The Commission’s 18-month-long study estimated the total cost of erecting barriers to achieve ecological separation and measures to address water quality, flood prevention and alternative transportation at up to $9.5 billion.

The least costly option, the “Mid System” approach, would cost between $3.3 billion and $4.3 billion and involve erecting four barriers including one near the existing O’Brien Lock nearly Lake Calumet. At that point, a facility could be built to transfer cargo between river barges and trains, trucks, or lake-going boats. A second barrier on the Chicago River could be equipped with a system to lift and transfer recreational boats from one side to the other.

Another option would place five barriers in waterways closer to Lake Michigan, and a third would place one barrier further downstream. Both pose significant transportation and flood management challenges, raising the costs to more than $9.5 billion, the study said.

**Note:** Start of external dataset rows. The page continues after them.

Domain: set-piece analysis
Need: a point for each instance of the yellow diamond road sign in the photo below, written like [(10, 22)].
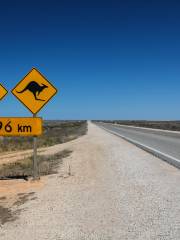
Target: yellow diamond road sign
[(34, 91), (3, 92)]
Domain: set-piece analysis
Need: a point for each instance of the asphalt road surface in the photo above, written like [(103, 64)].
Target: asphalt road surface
[(167, 142)]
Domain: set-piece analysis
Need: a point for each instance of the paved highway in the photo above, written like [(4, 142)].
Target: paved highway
[(165, 142)]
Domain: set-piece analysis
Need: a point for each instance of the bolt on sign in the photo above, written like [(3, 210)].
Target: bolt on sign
[(3, 92), (34, 91), (12, 126)]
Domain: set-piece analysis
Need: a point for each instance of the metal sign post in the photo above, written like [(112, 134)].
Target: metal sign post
[(35, 160)]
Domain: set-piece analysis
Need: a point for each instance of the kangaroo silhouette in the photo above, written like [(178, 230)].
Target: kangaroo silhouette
[(35, 89)]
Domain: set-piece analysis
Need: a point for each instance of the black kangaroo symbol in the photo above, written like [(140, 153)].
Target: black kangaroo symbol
[(35, 89)]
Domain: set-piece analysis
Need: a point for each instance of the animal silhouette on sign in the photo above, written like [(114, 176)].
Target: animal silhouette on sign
[(35, 89)]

The study projected a two-phase implementation of the plans with an initial target to erect barriers by 2022. Flood protection depends in part on completion by 2029 of a $3.7 billion system of tunnels and reservoirs designed to divert Chicago area’s stormwater, a project begun in the early 1970s.

Besides Asian carp and its ability to scour the lakes’ food supply and out-compete other fish species, the Army Corps has identified 39 other invasive species — 10 poised to enter the lakes and 29 ready to invade the rivers — that could traverse the two watersheds and threaten the ecological balance. Those include fish such as the northern snakehead, plants such as the water chestnut and mat-forming hydrilla, and crustaceans such as the spiny water flea.

A total of 180 non-native aquatic species are established in the Great Lakes, and 163 are established in the Mississippi River basin.

What will be interesting to see is how the Great Lakes Commission’s report impacts the current dialogue about the best way to proceed in keeping the Asian Carp at bay while simultaneously assuring the economic and environmental sustainability of the Great Lakes-to-the-Gulf of Mexico shipping connection. In the meantime, I recommend the Report’s extensive website, which also features abundant video and image resources.